Comment: It is a platitude to say that people should do what works, that they should be pragmatists rather than ideologues. A believe about what "works" is none other than an ideology. Communists believe that centralized government control of the economy works; capitalists believe that free markets work. Given how complicated human behavior is, and how difficult it is to study, perhaps it's true that communist ideology is not 100% right or 100% wrong in its belief about what works, and perhaps the same is true of capitalism. But that doesn't mean abandoning ideology. Anyone who claims to be a pragmatist has to take a stand on what works; the moment they do, they have an ideology (i.e., an idea about how things should be done).

***
"She always finds a way to make something good happen, to make people feel empowered, to buy people into the process, to make democracy work the way the Framers intended for it to work. Now, if you don’t believe that we can all grow together again, if you don’t believe that we’re ever going to grow again, if you believe it’s more important to relitigate the past, there may be many reasons that you don’t want to support her. But if you believe we can all rise together, if you believe we’ve finally come to the point where we can put the awful legacy of the last eight years behind us and the seven years before that when we were practicing trickle-down economics and no regulation in Washington, which is what caused the crash, then you should vote for her."
-- Former President Bill Clinton, March 21, 2016, referring to his wife, Democratic presidential contender former Secretary of State Hillary Clinton. Hillary Clinton later clarified that the "awful legacy of the last eight years" her husband referred to was the hostility of Republicans to President Barack Obama.

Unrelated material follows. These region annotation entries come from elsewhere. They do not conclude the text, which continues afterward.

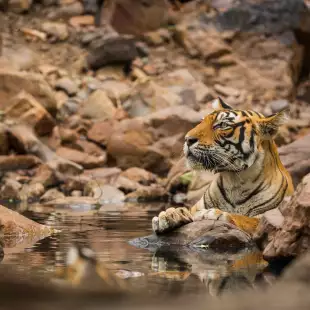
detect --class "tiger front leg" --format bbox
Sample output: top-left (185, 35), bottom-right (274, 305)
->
top-left (193, 208), bottom-right (259, 235)
top-left (152, 207), bottom-right (193, 234)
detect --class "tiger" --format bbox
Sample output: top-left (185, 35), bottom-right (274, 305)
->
top-left (152, 97), bottom-right (294, 236)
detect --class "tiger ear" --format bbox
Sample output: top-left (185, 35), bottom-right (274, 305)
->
top-left (257, 109), bottom-right (288, 140)
top-left (212, 97), bottom-right (232, 110)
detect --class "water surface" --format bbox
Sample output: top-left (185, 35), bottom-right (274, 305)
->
top-left (2, 203), bottom-right (272, 295)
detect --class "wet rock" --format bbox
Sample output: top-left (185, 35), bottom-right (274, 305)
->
top-left (4, 91), bottom-right (55, 136)
top-left (55, 77), bottom-right (79, 96)
top-left (80, 89), bottom-right (116, 120)
top-left (87, 37), bottom-right (139, 70)
top-left (269, 100), bottom-right (290, 113)
top-left (279, 135), bottom-right (310, 186)
top-left (56, 147), bottom-right (107, 169)
top-left (46, 196), bottom-right (98, 207)
top-left (19, 183), bottom-right (45, 201)
top-left (30, 164), bottom-right (59, 187)
top-left (0, 124), bottom-right (9, 155)
top-left (263, 174), bottom-right (310, 260)
top-left (0, 69), bottom-right (57, 115)
top-left (84, 180), bottom-right (125, 204)
top-left (87, 121), bottom-right (113, 145)
top-left (40, 188), bottom-right (65, 203)
top-left (0, 155), bottom-right (42, 171)
top-left (130, 220), bottom-right (253, 252)
top-left (0, 179), bottom-right (22, 200)
top-left (0, 206), bottom-right (56, 243)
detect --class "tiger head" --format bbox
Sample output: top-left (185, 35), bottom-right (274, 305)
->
top-left (184, 98), bottom-right (285, 173)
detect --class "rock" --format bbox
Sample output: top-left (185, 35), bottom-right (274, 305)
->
top-left (107, 106), bottom-right (203, 174)
top-left (46, 196), bottom-right (98, 208)
top-left (40, 188), bottom-right (65, 203)
top-left (84, 180), bottom-right (125, 204)
top-left (87, 121), bottom-right (113, 146)
top-left (0, 206), bottom-right (57, 246)
top-left (106, 0), bottom-right (168, 35)
top-left (81, 167), bottom-right (122, 184)
top-left (8, 0), bottom-right (33, 13)
top-left (0, 69), bottom-right (57, 116)
top-left (0, 155), bottom-right (42, 171)
top-left (263, 174), bottom-right (310, 260)
top-left (19, 183), bottom-right (45, 201)
top-left (30, 164), bottom-right (59, 187)
top-left (126, 184), bottom-right (169, 202)
top-left (4, 91), bottom-right (55, 136)
top-left (120, 167), bottom-right (158, 186)
top-left (130, 220), bottom-right (253, 252)
top-left (41, 22), bottom-right (69, 41)
top-left (269, 99), bottom-right (290, 113)
top-left (87, 37), bottom-right (139, 70)
top-left (55, 77), bottom-right (79, 96)
top-left (80, 89), bottom-right (116, 120)
top-left (0, 179), bottom-right (22, 200)
top-left (75, 139), bottom-right (107, 158)
top-left (100, 80), bottom-right (130, 105)
top-left (175, 17), bottom-right (303, 104)
top-left (253, 208), bottom-right (284, 250)
top-left (279, 135), bottom-right (310, 186)
top-left (69, 15), bottom-right (95, 27)
top-left (3, 45), bottom-right (39, 71)
top-left (56, 147), bottom-right (107, 169)
top-left (0, 124), bottom-right (9, 155)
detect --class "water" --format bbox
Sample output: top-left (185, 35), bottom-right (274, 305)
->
top-left (1, 204), bottom-right (276, 295)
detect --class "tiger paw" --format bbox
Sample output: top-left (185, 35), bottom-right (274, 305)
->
top-left (193, 208), bottom-right (235, 225)
top-left (152, 208), bottom-right (193, 234)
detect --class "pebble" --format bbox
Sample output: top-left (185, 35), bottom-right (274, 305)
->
top-left (55, 77), bottom-right (79, 96)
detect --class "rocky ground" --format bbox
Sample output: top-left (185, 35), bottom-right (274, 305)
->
top-left (0, 0), bottom-right (310, 257)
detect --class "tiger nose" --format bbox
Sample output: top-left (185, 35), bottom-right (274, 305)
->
top-left (185, 137), bottom-right (198, 147)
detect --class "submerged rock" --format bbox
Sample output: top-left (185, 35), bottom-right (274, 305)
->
top-left (129, 220), bottom-right (254, 252)
top-left (263, 174), bottom-right (310, 260)
top-left (0, 206), bottom-right (56, 246)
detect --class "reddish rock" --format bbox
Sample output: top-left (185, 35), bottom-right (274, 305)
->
top-left (87, 121), bottom-right (113, 145)
top-left (0, 69), bottom-right (57, 115)
top-left (121, 167), bottom-right (158, 185)
top-left (5, 91), bottom-right (55, 135)
top-left (0, 155), bottom-right (42, 171)
top-left (263, 174), bottom-right (310, 260)
top-left (56, 147), bottom-right (107, 169)
top-left (0, 206), bottom-right (56, 246)
top-left (279, 134), bottom-right (310, 186)
top-left (30, 164), bottom-right (58, 187)
top-left (0, 124), bottom-right (9, 155)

Comment: This is "rehashing the past" rhetoric. Why is it wrong for people to criticize Hillary Clinton's past? Why is it OK for Bill Clinton to criticize – "relitigate"? – the past of the GOP? Plus, President Clinton's remarks about the "awful legacy of the last eight years" were ambiguous in their reference; many thought he was saying that Obama's presidency had been awful.

***
Of course, Republicans have known for a long time that Hillary Clinton is an unusually strong candidate, and this terrifies them. So they have seized on talking points like Benghazi (for which she bears little or no responsibility) and her email scandal.
-- Pundit Jay Parini, March 21, 2016, referring to Democratic presidential contender former Secretary of State Hillary Clinton.

Comment: First, this is "talking points" rhetoric. There's nothing inherently wrong with people using talking points (assuming, for the sake of argument, that this is what Republicans are doing). What matters is whether the talking points are true and relevant. Second, Parini is saying the Republicans have political motives for criticizing Clinton on Benghazi and her email server. Even that's true, it tells us nothing about whether or not those criticisms are true and relevant. To dismiss the criticisms because of political motives is flawed; it's ad hominem reasoning. Should we dismiss Clinton's defense against criticism because she has political motives to defend herself? No, because that would likewise be ad hominem.